An astute value investor maintains a disciplined approach to his craft.  He knows to value the company based on careful analysis and avoids the seduction of rationalizing the acquisition of attractive companies that fail to fit the criteria.

There will be periods of time when this investment discipline underperforms, sometime for such long periods that the discipline is subject to question. Experienced investors know that in the short term the market is a voting machine, but in the long term it is a weighing machine. Values are eventually recognized, but it takes patience and discipline and faith in your investment premise and criteria.

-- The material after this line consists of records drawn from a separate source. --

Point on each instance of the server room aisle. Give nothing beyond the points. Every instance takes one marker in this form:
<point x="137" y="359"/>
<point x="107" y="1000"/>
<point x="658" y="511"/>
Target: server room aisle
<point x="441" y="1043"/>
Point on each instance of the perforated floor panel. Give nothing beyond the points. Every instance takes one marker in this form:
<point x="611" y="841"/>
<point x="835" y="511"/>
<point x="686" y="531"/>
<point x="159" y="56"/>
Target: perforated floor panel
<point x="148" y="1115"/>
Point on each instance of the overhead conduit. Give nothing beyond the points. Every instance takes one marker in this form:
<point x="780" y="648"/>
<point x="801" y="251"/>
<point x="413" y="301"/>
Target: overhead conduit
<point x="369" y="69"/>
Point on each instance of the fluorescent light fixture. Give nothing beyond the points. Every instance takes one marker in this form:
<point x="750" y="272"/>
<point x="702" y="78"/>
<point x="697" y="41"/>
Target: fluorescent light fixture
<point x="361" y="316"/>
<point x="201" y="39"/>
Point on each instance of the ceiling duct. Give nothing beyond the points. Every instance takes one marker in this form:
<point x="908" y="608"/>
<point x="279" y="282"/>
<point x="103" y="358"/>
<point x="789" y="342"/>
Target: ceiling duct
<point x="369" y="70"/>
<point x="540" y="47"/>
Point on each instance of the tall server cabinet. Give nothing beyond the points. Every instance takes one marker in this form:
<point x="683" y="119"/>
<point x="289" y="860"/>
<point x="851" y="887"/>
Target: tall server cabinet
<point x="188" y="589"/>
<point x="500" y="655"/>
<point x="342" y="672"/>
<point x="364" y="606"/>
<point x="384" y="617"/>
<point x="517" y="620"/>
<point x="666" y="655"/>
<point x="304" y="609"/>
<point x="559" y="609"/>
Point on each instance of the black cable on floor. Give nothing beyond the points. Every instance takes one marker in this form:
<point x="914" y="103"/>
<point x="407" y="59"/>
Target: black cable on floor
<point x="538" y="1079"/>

During the hot market of the 1990’s value investing underperformed a market high on exciting new technology. There was talk of new paradigms; that old investment criteria no longer applied.  Some funds saw money exit for the better performers, chasing higher returns. Some of these funds changed their investment strategies and principles, many of them right before the market collapsed.

One could suggest that such a change was a “pragmatic” response to a changing market, and I use this analogy to lay bare the fallacy of political pragmatism.

Theories of economics and politics are imperfect and must be applied in an imperfect world. Voters criticize those committed to these principles as ideologues when  they seem tone deaf to the problems of real people.  It may be necessary to vary from a principle or sound theory in unstable times, but it is quite another thing to abandon sound principles to solve short term problems and never return to the principles.

When we lose sight of our sound principles, pragmatism  becomes a dangerous state of mind.  The last century of Progressivism is wrapped around a principle of pragmatism, considered the opposite of ideology and principles. Detached from principles, pragmatism becomes another form of power, and assumes (wrongly)  that that there is a consensus of what needs to be done.  Pragmatism does not dispense with the conflict of political factions. In a democracy with a large number of political clients it only aggravates conflict.

The problem on the seeming simple idea of pursuing what works, is that what work for some may not work for others; what works in one time period may not work in another with a completely different set of environmental factors.  Pragmatic policies may sow the seeds of their own destruction.  What is often claimed to work often doesn’t.

When Pragmatism (with a capital ‘P’) becomes an ideology itself, it has no bearings to guide it.  The word had a positive connotation in most personal and business settings, but it takes on a sinister character in the political realm: it becomes a rejection of sound principles and a justification of the ends justifying the means. It becomes a source of tyranny in government.

Those who demean ideologues have distaste for the other guy’s ideology and contend they are not so influenced. But John Maynard Keynes noted:

“The ideas of economists and political philosophers, both when they are right and when they are wrong are more powerful than is commonly understood. Indeed, the world is ruled by little else. Practical men, who believe themselves to be quite exempt from any intellectual influences, are usually slaves of some defunct economist.”

Be cautious of the call for Pragmatism ( capital ‘P’) on the campaign trail.